Cecil Rhodes, clearly a man who felt he would never be found on the wrong side of history, once observed that “to be born British is to have won first prize in the lottery of life”, a statement as true now as in the days when Adam and Eve first strode naked round the Eden Project near St Austell.

Being British, it is quite correct that it shouldn’t yet have occurred to anyone to wonder why the rest of Europe appears so determined we remain part of their happy union, given our single most significant contribution is constantly to tell them how much we don’t like them.

But they’re getting more out of it than you might think. You’ve only got to say the words “Norman Wisdom” to an Albanian, or consider the undimmed popularity of Mr Bean, to realise that the Continental market for Brits making complete fools of themselves is vast. And on the evidence on 22 February, the next four months will be payback for all our misplaced superiority.

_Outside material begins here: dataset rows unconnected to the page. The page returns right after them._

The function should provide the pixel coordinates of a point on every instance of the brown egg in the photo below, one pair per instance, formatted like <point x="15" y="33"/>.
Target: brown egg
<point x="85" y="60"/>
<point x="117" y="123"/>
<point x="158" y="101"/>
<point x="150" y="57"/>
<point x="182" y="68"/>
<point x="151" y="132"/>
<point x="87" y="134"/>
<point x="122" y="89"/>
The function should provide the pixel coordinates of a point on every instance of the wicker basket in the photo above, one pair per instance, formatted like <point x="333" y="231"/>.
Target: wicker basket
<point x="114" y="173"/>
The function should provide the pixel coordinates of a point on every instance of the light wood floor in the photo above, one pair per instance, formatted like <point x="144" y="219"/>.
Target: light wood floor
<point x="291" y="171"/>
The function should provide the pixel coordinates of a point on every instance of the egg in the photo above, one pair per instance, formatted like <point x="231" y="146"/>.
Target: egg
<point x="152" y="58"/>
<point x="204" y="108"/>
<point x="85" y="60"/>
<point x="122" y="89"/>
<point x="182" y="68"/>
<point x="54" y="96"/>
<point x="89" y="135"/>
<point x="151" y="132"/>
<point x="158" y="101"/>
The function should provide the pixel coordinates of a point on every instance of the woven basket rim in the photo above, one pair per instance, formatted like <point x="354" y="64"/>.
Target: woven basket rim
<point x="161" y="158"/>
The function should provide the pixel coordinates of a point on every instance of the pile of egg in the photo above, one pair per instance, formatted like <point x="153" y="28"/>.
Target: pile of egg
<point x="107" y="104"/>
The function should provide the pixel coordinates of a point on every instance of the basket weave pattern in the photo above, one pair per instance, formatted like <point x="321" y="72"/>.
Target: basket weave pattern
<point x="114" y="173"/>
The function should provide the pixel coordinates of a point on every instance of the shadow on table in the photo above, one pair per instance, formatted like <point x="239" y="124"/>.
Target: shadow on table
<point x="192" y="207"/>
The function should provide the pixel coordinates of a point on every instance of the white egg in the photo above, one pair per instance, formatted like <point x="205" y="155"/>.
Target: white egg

To call the Prime Minister’s statement to the House on the EU summit a French farce would almost be a compliment. History does not offer a convenient metaphor for the spectacle of two sides forced to fight one another when they’ve both got civil wars they’d rather be getting on with. Not even in their most outlandish moments have the scriptwriters for World Wrestling Entertainment had the courage to attempt a plot so convolutedly complex.

David Cameron stood up to the sound of complete silence from his own benches, and cheers from Labour, a sequence of events played out in exact opposite every week when Jeremy Corbyn rises to his feet at Prime Minister’s Questions.

The elephant in the room sat on the backbenches, with his unkempt blond hair and protuberant abdomen barely strapped in beneath his folded arms, and went unacknowledged for some time. The intricacies of Boris Johnson’s stance on the subject are typically unclear, but within his support for the Leave campaign, appears to be the suggestion that a successful vote for Brexit could be used as leverage for a more meaningful re-renegotiation. By happy coincidence, earlier in the day, the one-man Establishment that is the Mayor of London had been in Westminster Hall watching his wife being formally made a QC – his second wife that is.

“Sadly, Mr Speaker,” Mr Cameron said. “I have known a number of couples who have begun divorce proceedings but I do not know of any who have begun divorce proceedings in order to renew their marriage vows.”

Labour could scarcely have loved it more. Ben Bradshaw slapped his hands against his knees like an eight-year-old boy suddenly rewarded with lashings and lashings of ginger beer.

But nothing deflates Labour’s brief moments of happiness like the arrival of their own leader. “Last week – like him – I was in Brussels,” Mr Corbyn began, “meeting with heads of government and leaders of European Socialist parties, one of whom said to me…”

It was at this moment that a cry of “Who are you?” emanated from the Conservative backbenches. The laughter went on for up to a minute, and with good reason, with Angela Eagle and Andy Burnham realising far too late that they shouldn’t really be joining in. That it turned out to have been Chris Pincher, MP for Tamworth, who had done the heckling, a man who may very well be asked “Who are you?” by his own mother, only made it all the more enjoyable.

Cameron, it is coming to be near universally agreed, is a thus far under-rated Prime Minister. You only have to ask Nick Clegg, Ed Miliband or anyone disabled to be reminded of his ruthlessness. But it won’t have escaped Boris Johnson’s attention, as he further choreographs his last chance dance into No 10, that those two men both stood up to momentarily humiliate themselves by heaping praise upon the Prime Minister – a fate Mr Johnson has by no means escaped.